El indicador de Hidalgo competitividad estatal registró un avance relevante en el más reciente índice nacional, posicionando al estado entre las entidades que mejoraron su desempeño en distintos rubros estratégicos.
De acuerdo con datos del Índice de Competitividad Estatal elaborado por el IMCO, Hidalgo escaló varias posiciones gracias a mejoras en tratamiento de aguas residuales, generación de empleo formal y crecimiento del Producto Interno Bruto (PIB).

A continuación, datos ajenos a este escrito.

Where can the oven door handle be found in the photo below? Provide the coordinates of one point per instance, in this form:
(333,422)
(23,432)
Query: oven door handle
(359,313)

En materia ambiental, el tratamiento de aguas se convirtió en uno de los factores mejor evaluados. Este rubro resulta clave para el desarrollo sostenible, la atracción de inversión y la calidad de vida en las ciudades. Un manejo eficiente del recurso hídrico no solo impacta en la industria, sino también en la salud pública y la planeación urbana.
Asimismo, el crecimiento del empleo formal contribuyó a fortalecer el entorno económico estatal. La formalidad laboral genera mayor seguridad social, acceso a créditos y estabilidad financiera para las familias. Este indicador influye directamente en la percepción de confianza empresarial.
El dinamismo del PIB estatal también reflejó una recuperación y expansión en sectores productivos estratégicos. La combinación entre infraestructura, capital humano y políticas públicas orientadas al desarrollo permitió mejorar la posición del estado frente a otras entidades.
El avance en Hidalgo competitividad estatal no solo implica una mejora en ranking, sino una señal hacia inversionistas y organismos empresariales sobre la capacidad del estado para ofrecer condiciones más sólidas de crecimiento.
Especialistas señalan que mantener esta tendencia dependerá de consolidar infraestructura, fortalecer educación técnica y continuar mejorando la seguridad jurídica y administrativa.
Hidalgo muestra así que la competitividad no es solo una cifra, sino el resultado de políticas públicas, inversión y desempeño institucional sostenido.